On Sat, Aug 01, 2015, Vlad Stamate wrote:
Hi,
I recently got a very nice HP 9816 with a 9121 drive unit from Earl
Baugh (thanks Earl!). The computer worked fine but the primary drive
of the 9121 refused to read the disk and made a continuous beating
noise. After I cleaned it on the outside I opened it to see what is
wrong with it. And I found this piece inside the drive itself:
http://imgur.com/dlqOexX (floppy added for size comparison).
After carefully removing it, the drive actually worked like a charm
and I was able to boot from it. I was pleasantly impressed that the
drive head has not been damaged bumping in the leather piece all the
time. I am not sure how that got there, I assume a child pushed it in
by mistake? I am not sure what it is either, the leather triangles
sewn together by hand it seem.
What other strange pieces did you find when you opened up classic computers?
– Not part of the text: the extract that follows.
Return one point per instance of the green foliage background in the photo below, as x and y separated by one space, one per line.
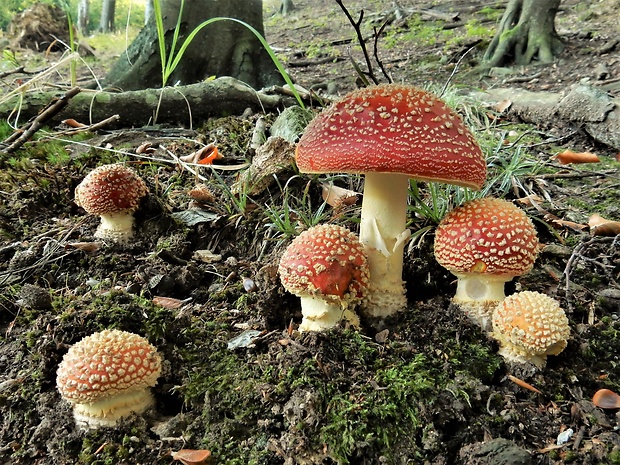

While an Intel Mac laptop doesn't really qualify, I found an uneven
piece of hard plastic, about 2mm x 1.5mm, inside one of its RAM slots
when I went to upgrade it. How it got there I've never been able to
understand -- it was already populated with a DIMM that was working
correctly, and I think maybe I had actually put that DIMM there in the
first place, and never seen the odd chunk before.
It was a royal pain to remove, too -- I ended up using an X-Acto knife
to cut away part of the edge connected so I could remove it with a
tweezer. Boy was I shocked to realize that the actual metal pins that
the RAM module connected to were embedded in the piece of plastic edge
connector I cut away; somehow I managed to remove the plastic without
breaking any of them. Upon bending them slightly so they looked
straight, I put the RAM in, and everything was fine then.